Sohn des Hajum, aus Schonungen, 1768 fürststiftlich-landjudenschaftl. Unterrb. (dayyan ha-medinah) mit Sitz in Heidingsfeld bei Würzburg
als „Aktuar“ des Oberlandesrb. nimmt er einen großen Teil der Gerichtsverhandlungen und auswärtigen Vernehmungen des rabbinischen Zivilgerichts vor. Bei Aufhebung der rb. Gerichtsbarkeit und Neuorganisierung des Rabbinats tritt er mit 500 fl. jährlicher Pension in den Ruhestand.
Manuskripte
Zahlreiche tešuvoth (Voten) zu Rechtsfällen in den Archiven des Heidingsfelder rb.

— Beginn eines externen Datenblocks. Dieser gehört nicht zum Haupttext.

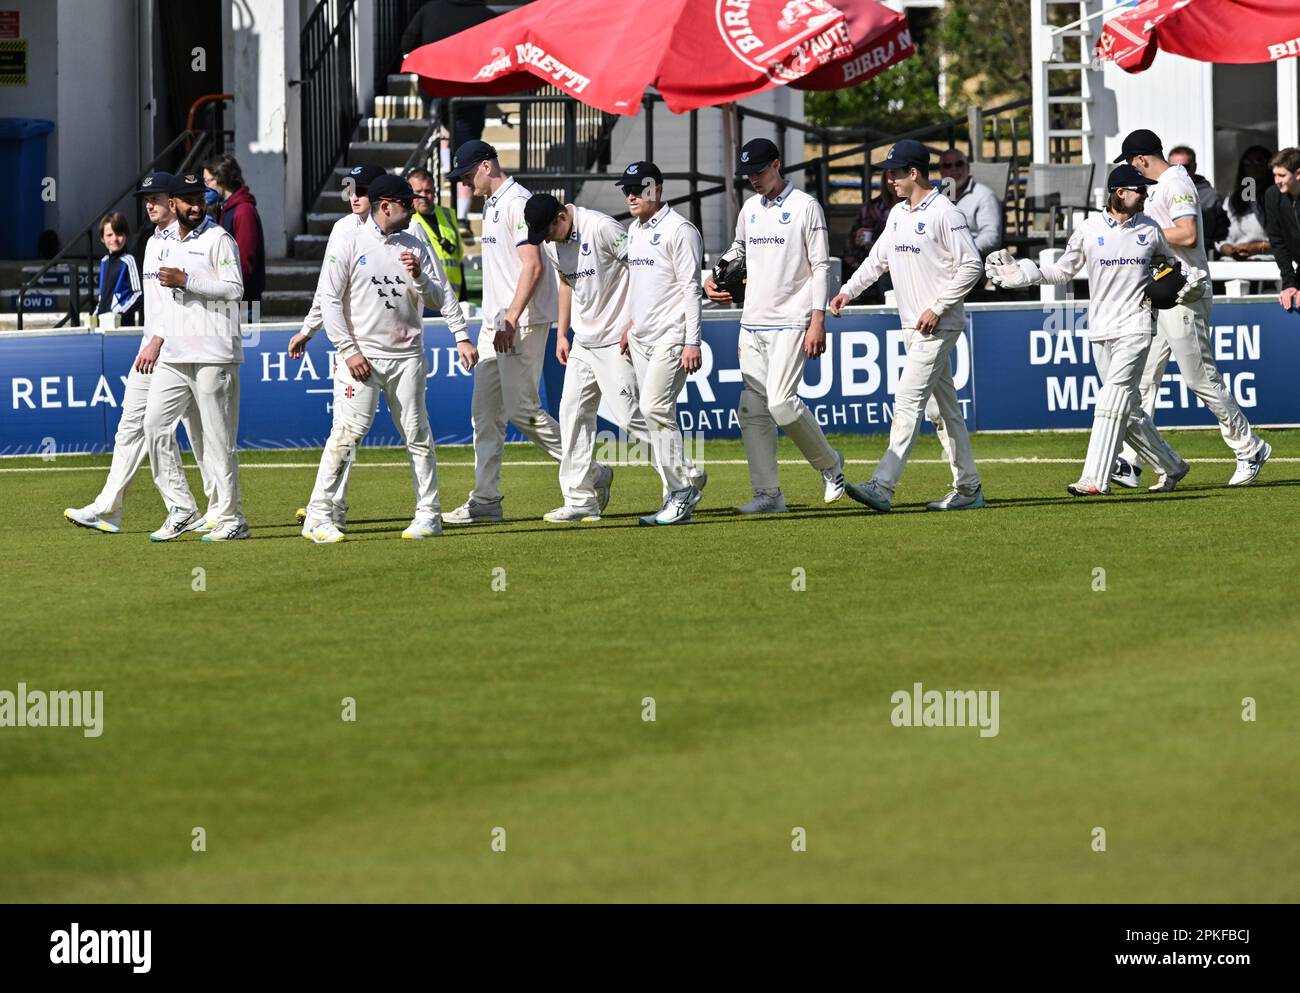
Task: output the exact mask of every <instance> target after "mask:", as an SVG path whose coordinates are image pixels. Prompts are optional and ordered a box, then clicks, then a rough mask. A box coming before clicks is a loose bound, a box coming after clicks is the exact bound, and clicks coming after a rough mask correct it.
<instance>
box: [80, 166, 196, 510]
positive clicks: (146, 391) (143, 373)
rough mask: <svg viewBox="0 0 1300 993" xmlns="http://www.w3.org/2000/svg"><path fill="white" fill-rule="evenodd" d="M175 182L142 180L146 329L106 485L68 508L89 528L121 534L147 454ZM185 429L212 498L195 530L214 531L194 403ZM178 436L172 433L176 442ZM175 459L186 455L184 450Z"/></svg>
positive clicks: (141, 187) (141, 343)
mask: <svg viewBox="0 0 1300 993" xmlns="http://www.w3.org/2000/svg"><path fill="white" fill-rule="evenodd" d="M170 182H172V173H152V174H151V175H147V177H144V179H143V181H142V182H140V188H139V190H136V191H135V195H136V196H142V198H144V212H146V214H147V216H148V218H149V224H152V225H153V234H151V235H149V239H148V242H147V243H146V247H144V265H143V268H142V282H143V286H144V289H143V295H144V334H143V335H142V338H140V347H139V350H138V351H136V354H135V360H134V361H133V363H131V370H130V373H129V374H127V377H126V390H125V393H123V394H122V416H121V420H118V422H117V434H116V435H114V438H113V463H112V465H110V467H109V471H108V478H107V480H105V481H104V489H103V490H100V491H99V496H96V498H95V502H94V503H90V504H87V506H86V507H69V508H68V509H65V511H64V517H66V519H68V520H69V521H72V522H73V524H75V525H78V526H82V528H90V529H91V530H98V532H103V533H105V534H117V533H120V532H121V530H122V507H123V504H125V502H126V489H127V487H129V486H130V485H131V480H134V478H135V473H136V472H139V469H140V465H143V464H144V458H146V455H147V454H148V450H147V446H146V443H144V408H146V406H147V404H148V400H149V383H152V382H153V367H155V364H156V363H157V357H159V352H160V350H161V346H162V338H161V337H157V335H155V330H156V329H157V328H159V326H160V320H161V315H164V313H165V312H166V307H168V304H169V303H170V298H172V291H170V290H168V289H165V287H162V286H160V285H159V269H160V268H161V265H162V259H164V255H165V253H169V252H168V251H166V250H168V247H169V246H168V242H169V240H170V239H172V238H173V234H174V231H173V225H174V224H175V213H174V212H173V211H172V208H170V205H169V201H170V194H168V186H169V185H170ZM181 422H182V424H183V425H185V433H186V435H187V437H188V438H190V447H191V448H194V458H195V461H198V464H199V473H200V474H201V476H203V490H204V495H205V496H207V500H208V513H207V516H205V517H204V519H201V520H200V521H198V522H195V525H194V526H192V529H191V530H196V532H201V530H212V526H213V525H216V517H214V513H213V509H212V507H213V504H212V500H213V495H214V489H213V486H212V482H211V477H209V474H208V469H207V467H205V465H204V464H203V430H201V425H200V421H199V412H198V408H196V407H195V406H194V404H190V407H188V408H186V412H185V413H182V415H181ZM174 443H175V437H174V434H173V445H174ZM175 458H177V459H179V458H181V452H179V450H178V451H177V454H175Z"/></svg>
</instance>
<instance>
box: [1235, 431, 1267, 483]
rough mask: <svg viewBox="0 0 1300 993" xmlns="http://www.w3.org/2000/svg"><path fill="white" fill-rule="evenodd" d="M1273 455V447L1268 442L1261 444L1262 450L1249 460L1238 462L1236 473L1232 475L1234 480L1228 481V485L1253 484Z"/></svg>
mask: <svg viewBox="0 0 1300 993" xmlns="http://www.w3.org/2000/svg"><path fill="white" fill-rule="evenodd" d="M1271 455H1273V446H1271V445H1269V443H1268V442H1261V443H1260V450H1258V451H1257V452H1256V454H1255V455H1252V456H1251V458H1249V459H1238V460H1236V472H1234V473H1232V478H1231V480H1229V481H1227V485H1229V486H1245V485H1247V484H1248V482H1253V481H1255V477H1256V476H1258V474H1260V469H1262V468H1264V463H1266V461H1268V460H1269V458H1270V456H1271Z"/></svg>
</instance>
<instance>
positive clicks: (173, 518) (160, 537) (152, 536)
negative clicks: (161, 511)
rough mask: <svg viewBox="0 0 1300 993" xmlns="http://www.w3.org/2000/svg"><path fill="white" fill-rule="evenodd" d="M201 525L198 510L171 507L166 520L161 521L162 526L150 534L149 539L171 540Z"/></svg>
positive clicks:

Gerichtshofs; StAWürzburg, Judenschaft Nr. 20-35.
Literatur
Bamberger, Würzburg, S. 48: „Sein Gehalt betrug 125 f. und an Hauszins (Mietsentschädigung) 33 f. jährlich. Er amtierte zugleich mit dem O.-R., war Mitrichter und hatte die Pflicht, die Urteile gemeinschaftlich mit dem O.-R. zu unterzeichnen. Doch scheint er, nach zahlreichen Akten zu schliessen, mit dem O.-R. nicht gut ausgekommen zu sein“
Hildesheimer, „Mendelssohn“, S. 103, nennt ihn als Pränumeranten der Mendelssohnbibel von 1801
Cohen, Landjudenschaften, Bd. II, S. 898: Die ritterschaftlichen Juden fechten seine Qualifikation an, auf Geheiß des Oberrb. muß er sich die ausstehenden Fähigkeitsatteste aus Frankfurt oder Fürth besorgen.